JOHNSON: Yeah, the justice that Brett Kavanaugh is in line to replace, Anthony Kennedy, was pretty conservative but had sided with abortion rights supporters in at least one major case. Brett Kavanaugh's records suggests he's pretty conservative, too. Back in 2006, during his first confirmation hearing to join the federal appeals court, Kavanaugh told Democrats in the Senate that Roe v. Wade was binding precedent and he'd follow it fully. But more recently, he dissented in a case about a pregnant 17-year-old in immigration detention. She wanted to be released to get an abortion, Rachel. Ultimately, the majority of his federal appeals court ruled in favor of that 17-year-old, but Brett Kavanaugh said the court was acting in a radical fashion. He went so far as to say the majority of the court created a new right for unlawful immigrant minors in government detention to obtain an immediate abortion on demand. That language is raising a lot of red flags for abortion rights supporters right now.
MARTIN: So Democrats are likely going to seize on that, I imagine. They already are. They're also going to seize on Kavanaugh's view of executive power, especially since he's written this thing in the past, about the fact that investigations are a distraction that's not good for the public, investigations around presidents. Is he likely to get any Democratic support?

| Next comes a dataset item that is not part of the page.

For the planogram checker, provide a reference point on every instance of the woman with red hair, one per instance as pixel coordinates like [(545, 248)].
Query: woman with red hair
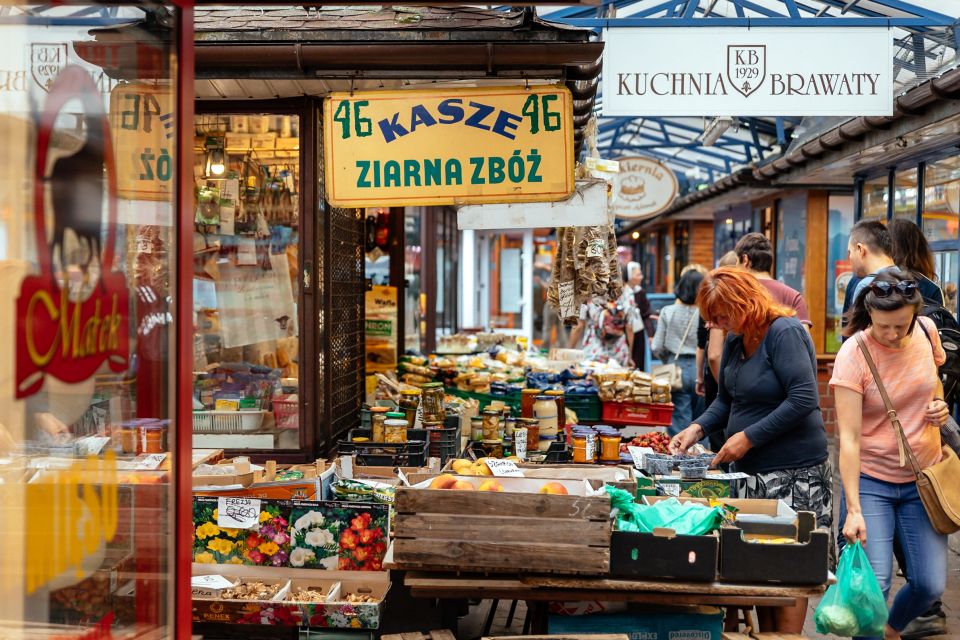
[(768, 407)]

JOHNSON: You know, this is so remarkable. Even before Kavanaugh was announced as the pick yesterday, at least one important senator, Bob Casey of Pennsylvania, came out and opposed whomever Donald Trump would pick. Democrats led by Minority Leader Chuck Schumer of New York have come out in full force. Many have already announced their opposition to Kavanaugh. That said, Kavanaugh is not wasting any time. He's meeting with senators starting today. He's going to be accompanied by a familiar face to many of those lawmakers, former Arizona Senator Jon Kyl, who is highly respected and has a very good relationship with Dianne Feinstein, the top Democrat on the Senate Judiciary Committee who's likely to be grilling Brett Kavanaugh before too long in that confirmation hearing.
MARTIN: The White House would like this whole deal to be done before the midterms, right? They would like Kavanaugh in place by October. Does that seem likely?
JOHNSON: Yeah. Charles Grassley, who runs the Senate Judiciary Committee - a Republican from Iowa - says he's going to take his time in these hearings and be deliberate. There's always a period where the record of the nominee needs to be reviewed because Brett Kavanaugh has been on the bench for so long and because he has that experience in George W. Bush White House. There's going to be a lot of paper to review. But Republicans who are friendly with the White House think that given the record of past nominees and track record of how many days it takes from nomination to confirmation, it may be possible for Kavanaugh to be on the bench - on the bench of the U.S. Supreme Court by early October. The court has already announced its first case. It involves a timber company where some company land was designated by the federal government as a habitat for the dusky gopher frog. So that may be Kavanaugh's first case if he gets confirmation.
MARTIN: All right. NPR justice correspondent Carrie Johnson - thanks, Carrie.